We rely heavily on memcache and are serving a few billion requests per month. We have 5 memcache servers. Last night, we saw an 25% increase in our traffic. The graphs show that requests and data transfered by each memcache increased and made them crash. It started a chain reaction and each memcache server crashed one after another (Load per server increased).
We found no logs in syslog, messages, memcache log file (Verbose settings was off).
I have two questions:
How can I find out why exactly this happened. If load is an issue for memcache, is there any documentation on how much a normal memcache (running on decent config) can handle. How can I increase this value.
How can I ensure they never go down again. It eventually impacted our mysql servers and replication and impacted a lot of other related services.

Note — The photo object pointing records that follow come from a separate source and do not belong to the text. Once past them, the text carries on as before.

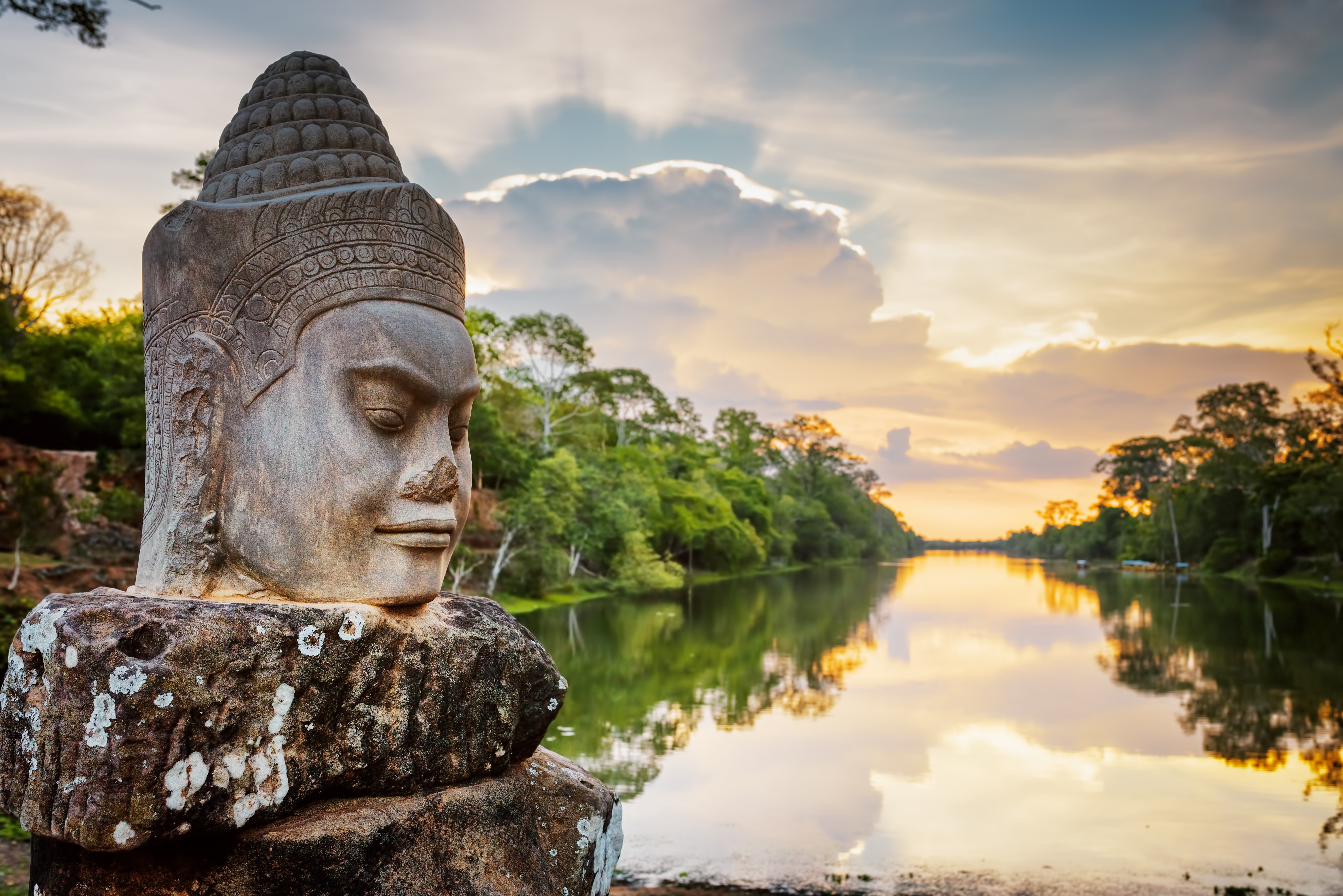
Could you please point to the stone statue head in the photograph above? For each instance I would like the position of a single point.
(308, 374)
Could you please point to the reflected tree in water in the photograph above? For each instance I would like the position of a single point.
(1258, 670)
(644, 672)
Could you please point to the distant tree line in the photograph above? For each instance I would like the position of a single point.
(1244, 480)
(601, 478)
(589, 478)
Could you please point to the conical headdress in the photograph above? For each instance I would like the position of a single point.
(304, 123)
(304, 209)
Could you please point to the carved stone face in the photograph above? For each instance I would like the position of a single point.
(350, 479)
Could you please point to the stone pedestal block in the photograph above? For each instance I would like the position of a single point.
(543, 828)
(127, 721)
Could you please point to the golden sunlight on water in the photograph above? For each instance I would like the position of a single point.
(985, 725)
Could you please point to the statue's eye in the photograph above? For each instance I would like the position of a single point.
(385, 418)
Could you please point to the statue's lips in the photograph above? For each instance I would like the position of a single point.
(420, 534)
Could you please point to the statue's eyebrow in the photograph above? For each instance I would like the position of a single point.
(396, 369)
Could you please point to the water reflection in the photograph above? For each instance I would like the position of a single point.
(965, 715)
(641, 670)
(1258, 670)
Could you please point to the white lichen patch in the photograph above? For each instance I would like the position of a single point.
(311, 641)
(608, 841)
(271, 777)
(236, 762)
(38, 632)
(281, 703)
(353, 627)
(13, 679)
(185, 780)
(104, 711)
(30, 750)
(127, 680)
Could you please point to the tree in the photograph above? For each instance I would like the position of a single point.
(539, 518)
(88, 19)
(550, 350)
(1060, 514)
(742, 438)
(631, 397)
(1238, 418)
(36, 277)
(77, 385)
(809, 448)
(191, 179)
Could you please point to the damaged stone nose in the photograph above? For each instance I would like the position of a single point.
(436, 486)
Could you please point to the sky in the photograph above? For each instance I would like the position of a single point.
(986, 240)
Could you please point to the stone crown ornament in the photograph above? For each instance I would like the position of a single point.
(287, 703)
(304, 211)
(303, 123)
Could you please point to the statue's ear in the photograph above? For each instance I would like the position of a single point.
(205, 397)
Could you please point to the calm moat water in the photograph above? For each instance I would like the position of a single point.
(965, 723)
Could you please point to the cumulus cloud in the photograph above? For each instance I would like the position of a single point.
(695, 273)
(1015, 463)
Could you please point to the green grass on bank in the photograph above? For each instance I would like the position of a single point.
(518, 605)
(26, 559)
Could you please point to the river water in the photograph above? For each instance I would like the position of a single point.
(964, 723)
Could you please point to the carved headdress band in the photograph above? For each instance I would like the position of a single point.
(283, 233)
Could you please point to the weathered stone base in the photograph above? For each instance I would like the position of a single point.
(130, 721)
(543, 828)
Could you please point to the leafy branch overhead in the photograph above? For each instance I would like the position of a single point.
(88, 19)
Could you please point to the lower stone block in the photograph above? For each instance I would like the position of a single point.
(543, 827)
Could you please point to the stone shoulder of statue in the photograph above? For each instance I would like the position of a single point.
(310, 377)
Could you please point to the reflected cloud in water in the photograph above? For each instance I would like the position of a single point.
(974, 721)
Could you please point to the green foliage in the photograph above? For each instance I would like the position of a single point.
(1275, 563)
(30, 507)
(11, 829)
(1224, 557)
(643, 668)
(639, 569)
(120, 504)
(79, 385)
(1244, 479)
(602, 478)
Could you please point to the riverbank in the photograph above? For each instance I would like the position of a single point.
(516, 605)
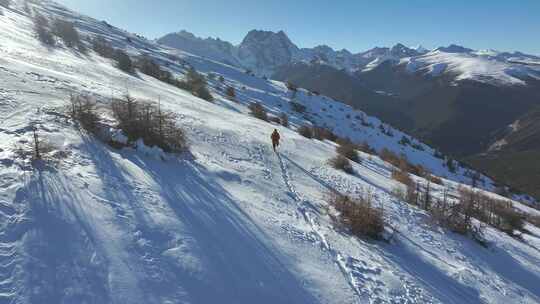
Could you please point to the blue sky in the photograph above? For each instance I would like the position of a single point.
(352, 24)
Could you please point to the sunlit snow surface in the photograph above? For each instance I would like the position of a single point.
(234, 222)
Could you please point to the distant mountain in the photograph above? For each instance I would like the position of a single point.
(454, 97)
(264, 52)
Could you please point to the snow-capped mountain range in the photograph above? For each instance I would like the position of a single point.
(265, 51)
(233, 221)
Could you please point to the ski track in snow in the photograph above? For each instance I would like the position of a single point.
(235, 222)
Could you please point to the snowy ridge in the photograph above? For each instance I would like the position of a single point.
(234, 223)
(470, 65)
(263, 52)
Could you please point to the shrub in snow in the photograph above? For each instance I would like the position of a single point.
(402, 177)
(348, 150)
(291, 86)
(67, 32)
(306, 131)
(27, 8)
(44, 34)
(231, 93)
(297, 107)
(435, 179)
(495, 212)
(341, 163)
(366, 148)
(102, 47)
(83, 110)
(274, 119)
(404, 141)
(5, 3)
(123, 61)
(451, 165)
(147, 66)
(284, 119)
(196, 84)
(149, 122)
(323, 133)
(359, 215)
(258, 111)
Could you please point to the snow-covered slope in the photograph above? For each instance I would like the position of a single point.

Do I need more memcache servers?
I started my memcache using this init.d script: http://pastebin.com/wfMnB4ta where ENABLE_MEMCACHE is YES in /etc/default/memcached
/usr/share/memcached/scripts/start-memcached: http://pastebin.com/LaUugXye
Thanks
I'm going to guess that you run version 1.4.5 or older.
Since you mention an increase in traffic, then a sudden exit:
If you ever experience a crash, the first thing to do is make sure you're on the latest stable release. If you still experience crashes, the best thing to do is to contact the actual mailing list or file a bug report with information, rather than get lucky with a maintainer seeing this via a twitter search.
Doing periodic upgrades to match the latest stable can help you avoid having your whole cluster crash in the future.
You should also work out some kind of structural solution to deal with similar problems. For example, if you notice that the response time on requests is increasing, reduce the number of requests. You can do this various ways, including disabling non-essential services.
This particular failure would likely not have been avoidable though. There's not much you can about a failure causing increasing load.